Half-giants are fictional beings that have one parent that is a giant and another parent that is a different species.

Description
In most cases, a half-giant is the result of a union between a human and a giant. Often they are of normal size or slightly larger and either have abnormal or supernatural abilities, or are unusually strong and hearty.

One notable half-giant is Antaeus of Greek mythology who is the son of Poseidon and Gaia.

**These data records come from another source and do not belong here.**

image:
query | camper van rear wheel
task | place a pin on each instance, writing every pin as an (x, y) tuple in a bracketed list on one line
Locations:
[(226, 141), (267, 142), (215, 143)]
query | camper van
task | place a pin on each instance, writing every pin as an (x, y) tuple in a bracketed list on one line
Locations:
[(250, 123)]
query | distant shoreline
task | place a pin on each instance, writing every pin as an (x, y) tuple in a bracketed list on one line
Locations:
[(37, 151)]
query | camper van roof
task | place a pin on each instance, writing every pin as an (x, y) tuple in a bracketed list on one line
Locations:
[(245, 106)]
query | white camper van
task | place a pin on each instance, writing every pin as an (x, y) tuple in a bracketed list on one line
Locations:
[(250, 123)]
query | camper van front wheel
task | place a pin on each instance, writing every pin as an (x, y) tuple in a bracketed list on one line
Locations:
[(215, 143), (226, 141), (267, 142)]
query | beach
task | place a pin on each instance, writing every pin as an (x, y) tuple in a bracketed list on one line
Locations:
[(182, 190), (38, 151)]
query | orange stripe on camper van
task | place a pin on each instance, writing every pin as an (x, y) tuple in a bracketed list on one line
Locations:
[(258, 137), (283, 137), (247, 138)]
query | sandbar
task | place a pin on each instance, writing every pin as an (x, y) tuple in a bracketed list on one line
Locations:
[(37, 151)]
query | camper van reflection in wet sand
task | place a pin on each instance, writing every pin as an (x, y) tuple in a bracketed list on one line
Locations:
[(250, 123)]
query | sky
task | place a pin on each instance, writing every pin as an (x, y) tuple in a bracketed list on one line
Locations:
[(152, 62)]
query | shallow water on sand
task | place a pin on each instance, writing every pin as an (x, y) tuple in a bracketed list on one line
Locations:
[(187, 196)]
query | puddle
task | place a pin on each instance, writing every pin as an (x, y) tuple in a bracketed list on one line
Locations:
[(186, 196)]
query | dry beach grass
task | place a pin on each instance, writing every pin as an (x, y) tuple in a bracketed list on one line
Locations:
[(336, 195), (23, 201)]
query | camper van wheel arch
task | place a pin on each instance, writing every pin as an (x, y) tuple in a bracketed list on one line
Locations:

In Arthurian legends, Galehaut and Guinevere were also considered half-giants.

In popular culture
 In The Chronicles of Narnia series, by C.S Lewis, the White Witch is a half-giant.
 In Marvel Comics, Executioner is half-giant due to his parents being an unnamed Storm Giant and an unnamed Skornheim Goddess.
 They feature primarily in fantasy role-playing games, where they often are a playable race (for example, Half-Giants in the Dark Sun setting for Dungeons & Dragons and another race of half-giants in the MMORPG Horizons: Empire of Istaria).
 In the game Dungeons & Dragons, Half-giants are a race of enormous demi-humans who have adapted to a variety of lifestyles in the many harsh terrains of Athas. The origins of the race are unclear.
 Half-giants are also known from the Harry Potter series, by J.K Rowling. Rubeus Hagrid and Olympe Maxime the headmistress of Beauxbatons Academy of Magic are examples.
 In the One Piece manga and anime, there are half-giants known as "Wotans" which are the results of a crossbreeding between fishmen and giants.